E aí entra o segundo elemento desse triângulo: o desemprego. Sim, a taxa caiu. Sim, houve avanço importante desde os anos mais duros da década passada. Mas, por trás da boa notícia, há nuances que precisam ser encaradas. Parte da redução do desemprego vem de pessoas que aceitaram ocupações abaixo de sua qualificação, ou com menos horas do que gostariam, ou ainda de gente que simplesmente desistiu de procurar. Isso significa que o quadro é menos brilhante do que parece: não basta colocar pessoas em qualquer vaga; é preciso dar a elas a chance de desenvolver capacidades e construir uma trajetória digna. Sem isso, o país gira, mas não sai do lugar.
O terceiro ponto — talvez o mais ignorado — é a produtividade. Países que crescem sustentadamente fazem isso porque produzem mais com o mesmo número de trabalhadores. No Brasil, acontece o contrário: para crescer, precisamos empregar cada vez mais pessoas, e ainda assim produzimos pouco. É como remar com muitos braços, mas com o barco furado. A informalidade é, novamente, a grande vilã. Empresas informais ou sem estrutura não investem em tecnologia, não treinam seus funcionários, não organizam processos. O resultado é previsível: trabalhadores pouco treinados, fazendo tarefas simples, com ferramentas improvisadas. Nenhum país se modernizou apoiado nesse modelo.
Mas a verdade é que esse círculo vicioso também tem raízes profundas. A burocracia sufoca pequenos negócios. Abrir e manter uma empresa no Brasil ainda é caro e complicado. A educação básica é falha, o que empurra muitos jovens diretamente para o trabalho informal. A desigualdade regional cria um país de velocidades diferentes — enquanto algumas capitais atraem empresas de alta tecnologia, boa parte do interior ainda depende de serviços simples e comércio de sobrevivência.
A grande pergunta é: como romper esse ciclo? A resposta passa por coragem política e visão estratégica. Não há saída mágica, mas há caminhos claros. É preciso simplificar a vida de quem quer empreender formalmente, reduzindo custos e amarras. É urgente investir em qualificação profissional, não com programas improvisados, mas com ensino técnico de qualidade, alinhado às demandas reais das empresas. É necessário conectar micro e pequenas empresas a cadeias produtivas mais modernas, oferecendo crédito, inovação e gestão. E, acima de tudo, é preciso construir um ambiente de negócios que premie a eficiência, e não a informalidade.

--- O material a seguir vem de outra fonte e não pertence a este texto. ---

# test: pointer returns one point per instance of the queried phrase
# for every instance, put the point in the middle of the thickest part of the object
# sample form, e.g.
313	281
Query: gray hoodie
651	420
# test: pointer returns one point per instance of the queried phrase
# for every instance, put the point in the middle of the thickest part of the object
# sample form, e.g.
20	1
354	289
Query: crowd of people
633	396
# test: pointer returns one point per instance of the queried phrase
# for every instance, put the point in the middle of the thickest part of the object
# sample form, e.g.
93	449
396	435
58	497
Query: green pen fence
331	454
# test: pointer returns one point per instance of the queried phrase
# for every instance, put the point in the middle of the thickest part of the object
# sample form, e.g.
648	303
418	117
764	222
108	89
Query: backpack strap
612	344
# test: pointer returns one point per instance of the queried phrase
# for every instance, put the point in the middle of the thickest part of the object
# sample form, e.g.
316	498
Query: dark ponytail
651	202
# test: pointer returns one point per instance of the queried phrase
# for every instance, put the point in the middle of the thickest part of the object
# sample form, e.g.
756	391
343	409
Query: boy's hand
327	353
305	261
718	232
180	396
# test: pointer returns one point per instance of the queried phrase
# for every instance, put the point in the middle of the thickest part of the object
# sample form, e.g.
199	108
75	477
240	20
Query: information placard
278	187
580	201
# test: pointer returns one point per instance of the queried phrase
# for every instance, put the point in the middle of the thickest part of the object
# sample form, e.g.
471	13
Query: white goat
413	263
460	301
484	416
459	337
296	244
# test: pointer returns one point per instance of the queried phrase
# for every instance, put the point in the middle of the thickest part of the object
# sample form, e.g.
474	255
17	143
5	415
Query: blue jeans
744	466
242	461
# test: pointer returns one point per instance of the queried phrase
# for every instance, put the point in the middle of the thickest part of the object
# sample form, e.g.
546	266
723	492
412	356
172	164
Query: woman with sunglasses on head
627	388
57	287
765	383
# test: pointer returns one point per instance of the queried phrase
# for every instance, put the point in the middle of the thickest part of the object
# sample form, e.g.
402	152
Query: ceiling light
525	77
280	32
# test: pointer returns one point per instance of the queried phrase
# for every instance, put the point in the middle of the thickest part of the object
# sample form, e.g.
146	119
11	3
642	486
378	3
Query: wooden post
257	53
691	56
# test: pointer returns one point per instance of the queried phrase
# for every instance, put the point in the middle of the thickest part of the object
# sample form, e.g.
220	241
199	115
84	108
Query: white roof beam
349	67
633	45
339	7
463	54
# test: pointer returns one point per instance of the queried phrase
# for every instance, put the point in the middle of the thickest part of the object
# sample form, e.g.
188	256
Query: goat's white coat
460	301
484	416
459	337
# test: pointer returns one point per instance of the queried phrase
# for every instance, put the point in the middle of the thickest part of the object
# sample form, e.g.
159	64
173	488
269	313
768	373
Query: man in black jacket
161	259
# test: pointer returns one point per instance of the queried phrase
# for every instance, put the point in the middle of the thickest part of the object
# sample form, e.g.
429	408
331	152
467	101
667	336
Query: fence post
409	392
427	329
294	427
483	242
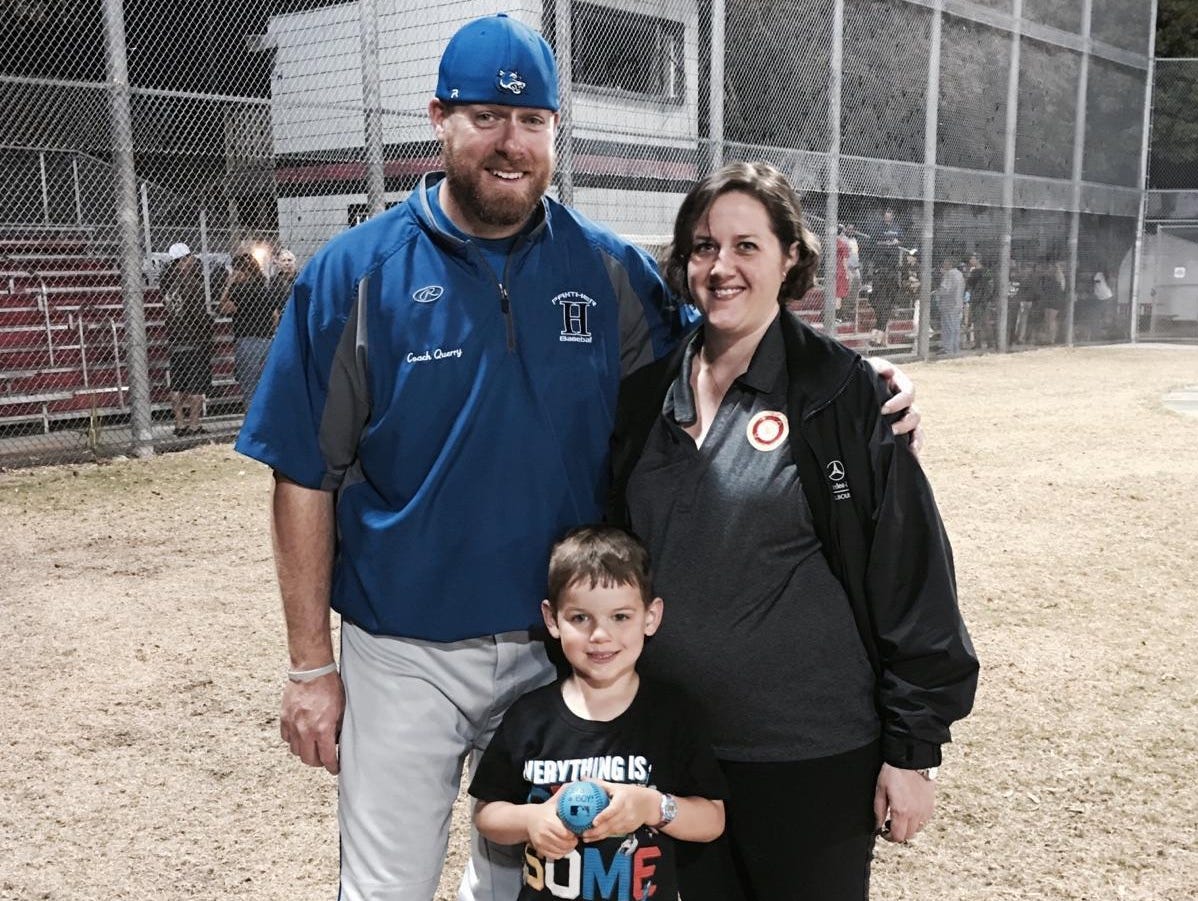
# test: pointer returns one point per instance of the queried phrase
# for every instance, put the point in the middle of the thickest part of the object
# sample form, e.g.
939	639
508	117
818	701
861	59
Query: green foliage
1177	28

Um país com baixa produtividade, alta informalidade e desigualdade estrutural seguirá condenado ao crescimento medíocre. O Brasil não pode mais aceitar essa sina. Temos talento, criatividade, força de trabalho abundante e um mercado interno gigantesco — mas precisamos usar esses ativos para construir empregos de verdade, com qualificação, tecnologia e segurança.
A informalidade não é um destino; é uma escolha coletiva que pode ser substituída por um projeto de desenvolvimento que inclua e eleve as pessoas. O Brasil que cresce com qualidade não é aquele que apenas emprega mais gente, mas aquele que cria condições para que cada pessoa produza mais, ganhe mais e viva melhor. E essa, sim, é a agenda que pode nos tirar da repetição eterna do “quase lá” e nos colocar, enfim, no caminho do futuro.